The Securities and Exchange Commission (SEC) has taken an emergency action by filing a lawsuit against Roy W. Hill and Eric N. Shelly, along with their controlled entities Clean Energy Technology Association, Inc. (CETA) and Freedom Impact Consulting, LLC (FIC). The SEC alleges that Hill and Shelly engaged in a fraudulent securities offering that has raised over $155 million from more than 500 investors. The U.S. District Court for the Western District of Texas (Waco Division) issued orders on May 3, 2023, temporarily restraining the defendants’ ongoing offerings, freezing their assets, appointing a receiver, and providing other emergency relief.
According to the sealed complaint filed by the SEC, Hill and Shelly offered investments in funds sponsored by FIC. They claimed that these funds would utilize investor funds to acquire carbon capture units (CCUs), devices manufactured by CETA. CETA purportedly leases these CCUs to oil and gas producers, claiming it enhances the recovery and marketability of oil and gas. The defendants further represented that FIC and CETA would provide investors with returns based on revenues generated from operating the CCUs.
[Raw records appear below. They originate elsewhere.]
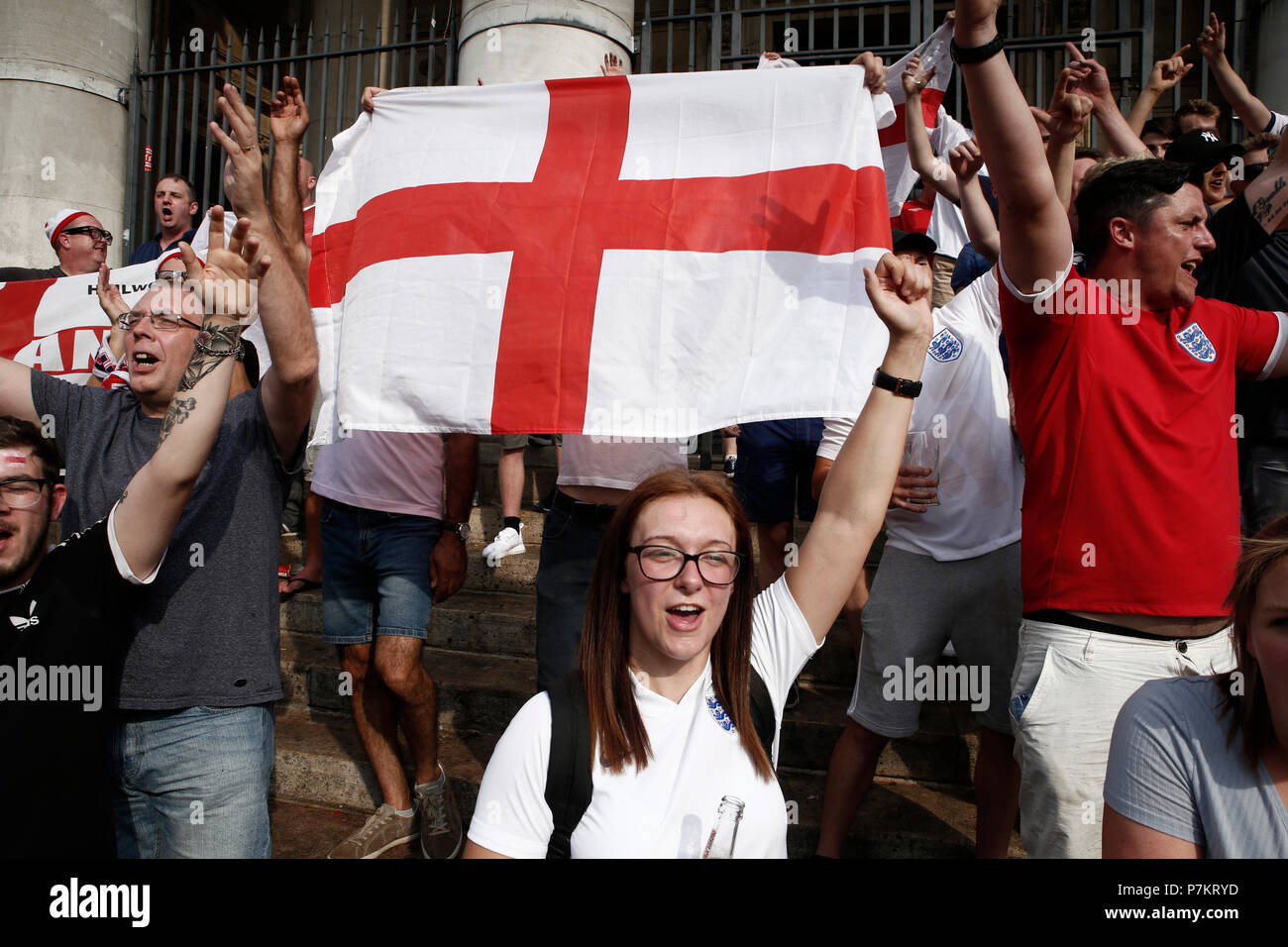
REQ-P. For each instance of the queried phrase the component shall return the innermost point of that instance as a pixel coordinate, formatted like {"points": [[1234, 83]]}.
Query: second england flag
{"points": [[645, 257]]}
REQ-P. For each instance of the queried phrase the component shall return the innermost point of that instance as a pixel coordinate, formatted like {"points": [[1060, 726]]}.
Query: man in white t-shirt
{"points": [[593, 475], [387, 556], [949, 573]]}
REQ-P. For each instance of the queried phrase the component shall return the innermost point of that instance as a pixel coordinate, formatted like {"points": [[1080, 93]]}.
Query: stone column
{"points": [[516, 40], [63, 65]]}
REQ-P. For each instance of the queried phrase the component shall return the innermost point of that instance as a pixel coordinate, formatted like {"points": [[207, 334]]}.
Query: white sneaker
{"points": [[509, 541]]}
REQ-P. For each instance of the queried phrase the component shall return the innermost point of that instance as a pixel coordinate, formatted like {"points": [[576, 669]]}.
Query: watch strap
{"points": [[905, 388], [974, 54]]}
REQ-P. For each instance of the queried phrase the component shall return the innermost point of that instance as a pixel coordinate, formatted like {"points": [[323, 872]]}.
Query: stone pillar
{"points": [[63, 65], [516, 40]]}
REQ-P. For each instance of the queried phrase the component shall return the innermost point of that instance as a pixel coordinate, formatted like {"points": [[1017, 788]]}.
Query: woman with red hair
{"points": [[675, 635]]}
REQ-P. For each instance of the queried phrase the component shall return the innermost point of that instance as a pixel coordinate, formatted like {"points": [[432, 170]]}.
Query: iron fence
{"points": [[172, 102]]}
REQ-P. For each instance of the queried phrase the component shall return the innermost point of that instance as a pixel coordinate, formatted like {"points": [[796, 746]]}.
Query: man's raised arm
{"points": [[291, 382], [1250, 110], [149, 510], [288, 120], [1034, 231]]}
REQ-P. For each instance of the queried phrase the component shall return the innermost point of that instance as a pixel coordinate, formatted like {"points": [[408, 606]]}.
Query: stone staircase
{"points": [[481, 655]]}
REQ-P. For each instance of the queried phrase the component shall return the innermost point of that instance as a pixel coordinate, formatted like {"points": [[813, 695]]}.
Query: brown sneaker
{"points": [[441, 834], [381, 832]]}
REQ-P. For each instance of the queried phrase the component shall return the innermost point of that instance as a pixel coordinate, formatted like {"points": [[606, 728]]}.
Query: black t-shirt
{"points": [[20, 273], [1237, 237], [1262, 283], [55, 667]]}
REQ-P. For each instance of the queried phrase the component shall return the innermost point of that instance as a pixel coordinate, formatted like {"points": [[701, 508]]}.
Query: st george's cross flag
{"points": [[642, 257], [934, 52], [56, 326]]}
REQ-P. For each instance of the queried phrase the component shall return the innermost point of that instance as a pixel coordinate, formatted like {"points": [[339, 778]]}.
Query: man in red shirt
{"points": [[1125, 399]]}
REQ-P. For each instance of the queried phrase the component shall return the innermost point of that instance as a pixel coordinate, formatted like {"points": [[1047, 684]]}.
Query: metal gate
{"points": [[1127, 38], [174, 101]]}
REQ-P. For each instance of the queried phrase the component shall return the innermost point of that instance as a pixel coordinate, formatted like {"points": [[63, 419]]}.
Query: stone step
{"points": [[323, 788], [483, 692], [320, 759]]}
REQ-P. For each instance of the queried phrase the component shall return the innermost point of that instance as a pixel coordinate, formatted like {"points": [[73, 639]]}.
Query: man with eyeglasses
{"points": [[200, 676], [69, 605], [80, 243]]}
The SEC alleges that Hill and Shelly deceived investors by making false claims that the CCUs were patented, that a major oil and gas company was a customer, and that the FIC-sponsored funds consistently generated a quarterly return of ten percent.
However, the SEC’s complaint reveals that the investment was a sham. CETA did not generate significant revenues from CCU operations, and the quarterly distributions to investors were sourced from capital contributed by other investors. The complaint also accuses Shelly and FIC of providing false financial statements to investors, misrepresenting economic activity and investment returns that do not actually exist.
The SEC’s complaint charges Hill, Shelly, CETA, and FIC with violating the antifraud provisions of the Securities Act of 1933 and the Securities Exchange Act of 1934. The SEC seeks permanent injunctions, disgorgement of ill-gotten gains with prejudgment interest, and civil penalties against all defendants.
A hearing on the SEC’s request for a preliminary injunction has been scheduled for May 16, 2023.